When Hurricane Tomas threatened Haiti in early November, the Pentagon moved in the helicopter carrier Iwo Jima with “emergency supplies” and a brigade of Marines. Since Tomas spared Haiti from a major catastrophe, the country was spared another U.S. invasion. Both the act of sending the Iwo Jima and the U.S.’s so-called “humanitarian” troop invasion in January make it clear that the U.S. not only directs the work of Minustah, but is prepared to back it up militarily at the drop of a hat.
Thousands just came out in Cap-Haïtien, the country’s second-largest city. They threw rocks and blocked streets. After riot police fired on demonstrators, police stations at Barrière Bouteille and Pont Neuf were burned. A World Food Program warehouse in the city’s southeastern section was liberated.
Stanley Jean-Mary, a reporter for France 24 news service who is also a leftist and a community leader in Cap-Haïtien, writes, “For two years, we have had to deal with an irresponsible government, which was not prepared. After the earthquake, it gave up. Then there was Hurricane Tomas, followed by the cholera epidemic. The situation was falling apart but the government did not come to the aid of the people.
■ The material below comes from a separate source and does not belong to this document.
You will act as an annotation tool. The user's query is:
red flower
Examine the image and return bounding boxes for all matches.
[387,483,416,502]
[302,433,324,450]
“When my neighbors learned that three people infected with cholera died overnight, we had a spontaneous mobilization to bring the whole neighborhood into the movement. A few blocks from here, another demonstration ended in a confrontation with the riot squad. A police station was burned and Minustah began firing tear gas. We defended ourselves by throwing rocks and building barricades.”
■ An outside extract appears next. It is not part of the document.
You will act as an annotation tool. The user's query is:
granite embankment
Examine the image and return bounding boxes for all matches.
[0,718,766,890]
He continues, “We organized a mass meeting to discuss the significance of our independence gained Nov. 18, 1802, in the current context. Because Haiti is still occupied by foreign powers and by the U.N., which they direct.” (observers.france24.com, Nov. 19)
Minustah claimed that six of its soldiers were injured and that armed protesters fired on troops in Quartier Morin, on the outskirts of Cap-Haïtien. Two Haitians were killed, one protester and a passerby. Also, 19 people were injured in Cap-Haïtien. Fifteen people were shot at with bullets.
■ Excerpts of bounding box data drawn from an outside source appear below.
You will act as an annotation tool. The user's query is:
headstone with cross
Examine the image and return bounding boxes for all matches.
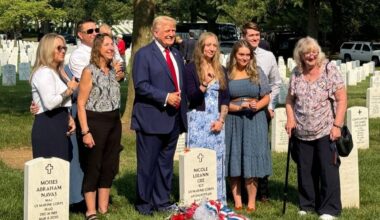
[1,64,16,86]
[24,157,70,220]
[346,106,369,149]
[179,148,217,205]
[271,108,289,152]
[174,133,186,160]
[18,62,31,80]
[366,87,380,118]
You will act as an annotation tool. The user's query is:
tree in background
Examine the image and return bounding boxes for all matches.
[121,0,156,132]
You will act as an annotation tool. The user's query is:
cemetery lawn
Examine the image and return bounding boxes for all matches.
[0,78,380,220]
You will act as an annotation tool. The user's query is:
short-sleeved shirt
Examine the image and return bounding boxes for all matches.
[86,64,120,112]
[289,61,344,141]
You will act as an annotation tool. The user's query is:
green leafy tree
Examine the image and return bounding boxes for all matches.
[121,0,156,131]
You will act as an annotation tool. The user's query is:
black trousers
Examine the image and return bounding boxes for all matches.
[135,116,180,214]
[294,135,342,216]
[81,110,122,193]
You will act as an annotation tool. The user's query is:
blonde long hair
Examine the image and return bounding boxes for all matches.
[30,33,66,81]
[228,40,260,85]
[193,32,227,90]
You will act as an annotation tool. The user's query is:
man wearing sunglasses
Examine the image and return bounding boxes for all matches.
[69,19,99,80]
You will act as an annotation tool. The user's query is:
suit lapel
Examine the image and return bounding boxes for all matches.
[172,50,183,89]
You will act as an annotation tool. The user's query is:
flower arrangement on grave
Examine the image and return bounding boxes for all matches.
[170,200,249,220]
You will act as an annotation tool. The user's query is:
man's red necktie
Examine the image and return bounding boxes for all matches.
[165,48,179,92]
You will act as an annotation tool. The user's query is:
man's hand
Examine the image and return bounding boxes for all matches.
[268,109,274,118]
[167,92,181,108]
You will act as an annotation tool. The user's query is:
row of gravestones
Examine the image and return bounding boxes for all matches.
[24,107,369,220]
[1,63,31,86]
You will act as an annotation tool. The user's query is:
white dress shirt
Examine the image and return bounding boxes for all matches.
[69,44,92,79]
[31,66,71,114]
[154,40,181,106]
[255,47,282,110]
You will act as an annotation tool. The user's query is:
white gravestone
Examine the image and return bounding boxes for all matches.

“We’d rather die from bullets than be decimated by the cholera epidemic,” Cap-Haïtien protesters shouted, while throwing rocks at the Minustah base. (AlterPresse, Nov. 15)
French TV5 on Nov. 18 and videos posted on AlterPresse, a Haitian Internet site, showed groups of 200 to 400 youth confronting Minustah in Port-au-Prince, using the tarp-camp on the Champs des Mars as a base. The Minustah were very aggressive, breaking out and tear gassing crowds of protesters. The youth running and dodging didn’t appear willing to leave the streets, except under major pressure.
The videos showed parents grabbing their children when tear gas was shot into their tents, running and dodging through the warren of tents in front of the collapsed National Palace and then ducking their heads in buckets of water to wash the tear gas out of their eyes and hair.
One demonstrator told TV5, “Down with U.S. imperialism! U.N. and its cholera out of Haiti.” Another demonstrator angrily said that foreigners want to impose neocolonial slavery on Haiti, turning back the clock before 1804 — the year Haiti proclaimed itself the first Black republic in the Western Hemisphere after a glorious and hard-fought struggle against Napoleon’s army.
At a recent forum in Harlem, Ray Laforest, a Haitian-American labor organizer and longtime political activist, called for all progressive forces to support the growing national uprising against the U.N./U.S. occupation of Haiti. This event, held at St. Mary’s Church, was sponsored by the Black is Back Coalition and the Harlem Tenants’ Council.